Because Thinking Skills is explicitly designed to resist rote preparation, the most effective approach is developing genuine reasoning ability rather than accumulating exposure to question formats. This means spending less time on drilling practice papers and more time on the activities that build the underlying capacities the section tests.

For critical thinking, the most valuable preparation is regular discussion of arguments, newspaper opinion pieces, science articles, ethical dilemmas, with an adult who asks "how do you know?" and "does that follow?" rather than accepting initial answers. A student who has been regularly challenged to justify their conclusions, to spot the gap between evidence and claim, and to acknowledge when an argument is weaker than it first appeared will arrive at the test with the analytical reflexes that critical thinking questions demand.

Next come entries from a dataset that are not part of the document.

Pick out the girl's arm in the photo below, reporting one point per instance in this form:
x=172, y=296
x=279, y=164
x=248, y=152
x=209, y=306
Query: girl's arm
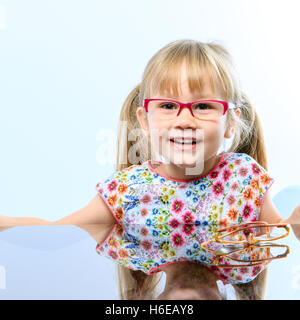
x=95, y=218
x=270, y=214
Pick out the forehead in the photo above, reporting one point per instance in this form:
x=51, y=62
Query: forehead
x=185, y=82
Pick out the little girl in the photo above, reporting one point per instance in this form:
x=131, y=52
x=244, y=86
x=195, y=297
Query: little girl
x=152, y=215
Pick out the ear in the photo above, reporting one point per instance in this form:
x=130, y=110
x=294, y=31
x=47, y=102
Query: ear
x=231, y=128
x=143, y=121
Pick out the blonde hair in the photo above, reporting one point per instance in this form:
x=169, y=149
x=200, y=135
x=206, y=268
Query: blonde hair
x=161, y=75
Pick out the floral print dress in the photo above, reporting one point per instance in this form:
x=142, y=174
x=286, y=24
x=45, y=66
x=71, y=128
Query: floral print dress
x=163, y=221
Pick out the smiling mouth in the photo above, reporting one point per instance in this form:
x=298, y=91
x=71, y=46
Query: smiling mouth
x=185, y=142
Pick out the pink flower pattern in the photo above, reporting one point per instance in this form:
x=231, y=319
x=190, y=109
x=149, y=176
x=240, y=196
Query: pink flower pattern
x=164, y=221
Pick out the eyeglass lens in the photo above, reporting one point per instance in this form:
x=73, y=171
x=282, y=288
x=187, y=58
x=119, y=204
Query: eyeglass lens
x=205, y=110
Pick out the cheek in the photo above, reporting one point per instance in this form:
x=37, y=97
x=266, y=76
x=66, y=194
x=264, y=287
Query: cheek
x=213, y=132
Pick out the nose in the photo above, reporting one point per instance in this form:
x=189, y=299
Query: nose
x=185, y=118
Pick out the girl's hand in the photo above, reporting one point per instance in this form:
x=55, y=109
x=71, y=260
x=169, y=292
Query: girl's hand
x=5, y=223
x=294, y=221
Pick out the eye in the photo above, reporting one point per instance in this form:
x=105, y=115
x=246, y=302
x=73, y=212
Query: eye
x=168, y=105
x=203, y=106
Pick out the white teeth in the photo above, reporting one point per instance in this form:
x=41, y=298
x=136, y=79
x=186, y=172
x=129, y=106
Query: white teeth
x=183, y=141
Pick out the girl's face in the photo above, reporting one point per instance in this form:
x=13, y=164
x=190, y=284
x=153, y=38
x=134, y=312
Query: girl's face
x=210, y=132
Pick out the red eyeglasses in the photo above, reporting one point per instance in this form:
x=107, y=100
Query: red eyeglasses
x=200, y=109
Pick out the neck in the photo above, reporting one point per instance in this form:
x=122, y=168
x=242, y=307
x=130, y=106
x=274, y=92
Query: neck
x=177, y=172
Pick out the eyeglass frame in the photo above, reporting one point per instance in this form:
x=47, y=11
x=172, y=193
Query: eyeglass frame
x=253, y=243
x=227, y=105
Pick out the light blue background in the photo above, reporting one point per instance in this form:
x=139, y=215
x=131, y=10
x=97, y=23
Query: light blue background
x=66, y=68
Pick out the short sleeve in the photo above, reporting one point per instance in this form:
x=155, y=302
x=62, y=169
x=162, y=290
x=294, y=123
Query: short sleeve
x=261, y=180
x=112, y=192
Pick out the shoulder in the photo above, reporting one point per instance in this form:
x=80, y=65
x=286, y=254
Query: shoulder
x=118, y=182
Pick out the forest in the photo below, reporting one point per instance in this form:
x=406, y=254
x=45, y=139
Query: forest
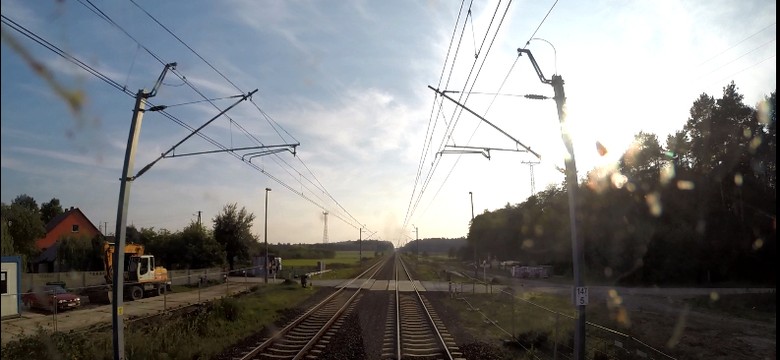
x=700, y=209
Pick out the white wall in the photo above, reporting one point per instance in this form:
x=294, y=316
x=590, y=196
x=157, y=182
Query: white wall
x=9, y=303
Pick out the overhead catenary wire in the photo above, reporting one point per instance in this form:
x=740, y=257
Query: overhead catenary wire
x=541, y=22
x=431, y=119
x=737, y=44
x=452, y=124
x=49, y=46
x=459, y=111
x=268, y=118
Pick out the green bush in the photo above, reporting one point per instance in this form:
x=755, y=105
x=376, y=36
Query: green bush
x=229, y=308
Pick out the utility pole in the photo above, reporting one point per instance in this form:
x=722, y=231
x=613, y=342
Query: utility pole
x=265, y=236
x=360, y=245
x=578, y=258
x=417, y=241
x=471, y=195
x=117, y=308
x=533, y=182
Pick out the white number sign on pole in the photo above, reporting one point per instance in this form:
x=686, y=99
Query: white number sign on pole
x=581, y=295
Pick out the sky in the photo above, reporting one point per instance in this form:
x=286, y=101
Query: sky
x=347, y=82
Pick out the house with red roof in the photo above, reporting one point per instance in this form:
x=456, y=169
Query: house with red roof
x=71, y=223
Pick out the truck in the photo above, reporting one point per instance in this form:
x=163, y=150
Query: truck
x=141, y=277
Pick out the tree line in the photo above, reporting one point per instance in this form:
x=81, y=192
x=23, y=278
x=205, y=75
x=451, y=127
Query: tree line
x=228, y=242
x=699, y=210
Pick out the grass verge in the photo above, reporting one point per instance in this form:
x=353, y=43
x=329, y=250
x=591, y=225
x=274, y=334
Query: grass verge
x=199, y=334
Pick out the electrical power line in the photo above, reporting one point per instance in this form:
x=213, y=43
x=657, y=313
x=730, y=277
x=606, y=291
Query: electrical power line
x=49, y=46
x=269, y=119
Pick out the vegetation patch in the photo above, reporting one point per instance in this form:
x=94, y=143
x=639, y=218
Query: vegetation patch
x=199, y=334
x=759, y=306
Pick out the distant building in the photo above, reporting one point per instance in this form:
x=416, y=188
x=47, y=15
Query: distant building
x=71, y=223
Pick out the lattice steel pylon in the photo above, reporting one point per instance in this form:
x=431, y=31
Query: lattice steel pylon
x=533, y=182
x=325, y=230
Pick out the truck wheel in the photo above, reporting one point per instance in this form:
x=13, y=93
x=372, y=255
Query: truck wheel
x=136, y=293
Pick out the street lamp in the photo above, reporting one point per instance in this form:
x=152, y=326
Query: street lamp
x=265, y=230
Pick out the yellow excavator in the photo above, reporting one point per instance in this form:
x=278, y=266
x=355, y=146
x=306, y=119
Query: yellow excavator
x=141, y=277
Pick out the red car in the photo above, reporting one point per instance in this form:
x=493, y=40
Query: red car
x=46, y=298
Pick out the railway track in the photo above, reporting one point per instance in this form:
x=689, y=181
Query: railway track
x=413, y=330
x=308, y=334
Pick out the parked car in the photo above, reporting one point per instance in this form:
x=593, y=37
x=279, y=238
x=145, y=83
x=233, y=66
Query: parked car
x=46, y=297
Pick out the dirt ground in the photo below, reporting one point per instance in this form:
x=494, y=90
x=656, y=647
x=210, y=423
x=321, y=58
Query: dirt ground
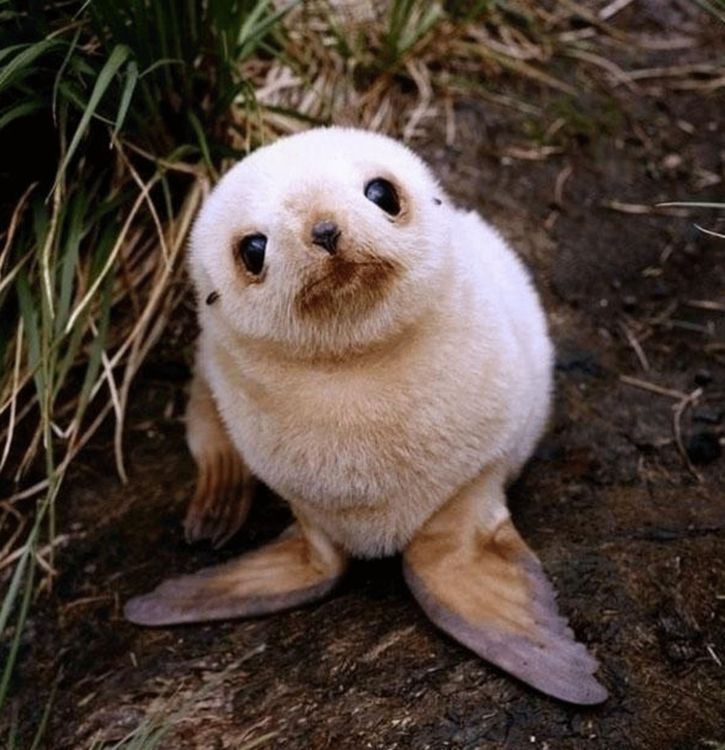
x=623, y=502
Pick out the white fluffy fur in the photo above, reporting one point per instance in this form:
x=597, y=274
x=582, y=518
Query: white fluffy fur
x=367, y=420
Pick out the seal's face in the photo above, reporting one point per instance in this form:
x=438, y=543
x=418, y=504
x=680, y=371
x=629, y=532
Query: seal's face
x=328, y=238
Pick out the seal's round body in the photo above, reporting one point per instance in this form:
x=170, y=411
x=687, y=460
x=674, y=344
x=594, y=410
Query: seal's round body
x=380, y=359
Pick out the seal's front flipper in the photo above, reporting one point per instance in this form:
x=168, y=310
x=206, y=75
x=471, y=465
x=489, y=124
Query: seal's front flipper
x=477, y=580
x=298, y=567
x=224, y=485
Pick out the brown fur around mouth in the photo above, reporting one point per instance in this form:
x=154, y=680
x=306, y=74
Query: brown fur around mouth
x=354, y=286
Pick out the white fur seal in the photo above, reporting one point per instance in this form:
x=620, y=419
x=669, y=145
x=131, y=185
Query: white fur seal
x=380, y=359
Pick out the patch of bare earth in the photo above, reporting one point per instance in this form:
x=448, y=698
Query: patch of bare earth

For problem solving, the most valuable preparation is exposure to logic puzzles, constraint problems, and lateral thinking exercises, not as test practice but as genuine intellectual engagement. Sudoku, KenKen, river-crossing puzzles, and similar problems all develop the structured deductive reasoning that the Thinking Skills section rewards. The student who finds these puzzles genuinely interesting and works through them regularly is developing the right capacity; the one who works through them reluctantly as test preparation is getting significantly less benefit.

Read every word, and only the words given

A recurring source of errors in Thinking Skills questions is either missing a critical word in the problem statement or importing an assumption that is not stated. Both errors produce confident wrong answers: the first because the student has solved a slightly different problem from the one asked; the second because the student has reasoned from premises that are not actually available.

The discipline of reading slowly and completely, especially under time pressure, when the instinct is to skim, is one of the highest-leverage habits for this section. A student who reads a problem statement once and answers is more likely to miss a qualifier ("some", "all", "only", "never") that changes the correct answer entirely. A student who reads carefully, identifies every constraint, and answers only from what is explicitly given will make fewer of these errors regardless of how difficult the content of the question is.

Manage time differently than in other sections

Thinking Skills questions are variable in difficulty in a way that is not always predictable from their length or apparent complexity. A short problem that requires several deductive steps can take longer than a longer passage-based argument question that has a clear structure. Students who allocate time based on question length rather than their own progress will regularly find themselves either rushing through solvable problems or stuck on genuinely difficult ones with no strategy for moving on.

The most effective time management approach is the same as for mathematics: a first pass at speed, answering everything that yields within thirty to forty seconds, followed by deliberate return to the remaining questions in order of apparent tractability. Questions that become clearer on a second reading should be prioritised over ones that remain opaque, a fresh perspective after a minute away from a problem frequently produces the insight that direct engagement did not.

At Shoreline, Thinking Skills preparation is built around a simple observation: the students who do best in this section are the ones who find the problems genuinely interesting. Not the ones who have completed the most practice papers, but the ones who engage with a novel argument or puzzle as an intellectual challenge rather than a test hurdle. Our preparation aims to develop that orientation, to build the habit of approaching an unfamiliar problem with curiosity rather than anxiety. When that habit is in place, the specific question formats the test uses become almost incidental. A student who genuinely enjoys reasoning through difficult problems is already most of the way there.